Key Superposition Simultaneously Achieves Security and Privacy in Cache-Aided Linear Function Retrieval

TL;DR

This paper introduces a superposition-based scheme for cache-aided linear function retrieval that simultaneously ensures content security and demand privacy, achieving near-optimal load-memory tradeoffs with low subpacketization.

Contribution

It proposes a novel superposition method combining security and privacy keys in PDA-based schemes, achieving optimal or near-optimal tradeoffs with low subpacketization.

Findings

Memory-load pairs are Pareto-optimal for Maddah-Ali and Niesen's PDA.

Achieved load-memory tradeoff is within a constant factor of optimal.

Scheme maintains security and privacy without increasing load compared to single-constraint schemes.

Abstract

This work investigates the problem of cache-aided content Secure and demand Private Linear Function Retrieval (SP-LFR), where three constraints are imposed on the system:(a) each user is interested in retrieving an arbitrary linear combination of the files in the server's library;(b) the content of the library must be kept secure from a wiretapper who obtains the signal sent by the server; and (c) no colluding subset of users together obtain information about the demands of the remaining users.
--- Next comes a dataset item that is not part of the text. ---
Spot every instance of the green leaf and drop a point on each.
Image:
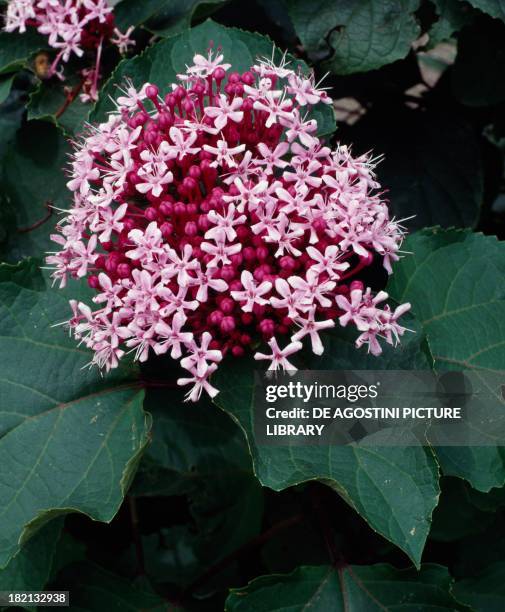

A procedure is proposed to derive an SP-LFR scheme from a given Placement Delivery Array (PDA), which is known to give coded caching schemes with low subpacketization for systems with neither security nor privacy constraints. This procedure uses the superposition of security keys and privacy keys in both the cache placement and transmitted signal to guarantee content security and demand privacy, respectively. In particular, among all PDA-based SP-LFR schemes, the memory-load pairs achieved by the PDA describing the Maddah-Ali and Niesen's scheme are Pareto-optimal and have the lowest subpacketization. Moreover, the achieved load-memory tradeoff is optimal to within a constant multiplicative gap except for the small memory regime (i.e., when the cache size is between 1 and 2) and the number of files is smaller than the number of users. Remarkably, the memory-load tradeoff does not increase compared to the best known schemes that guarantee either only content security in all regimes or only demand privacy in regime mentioned above.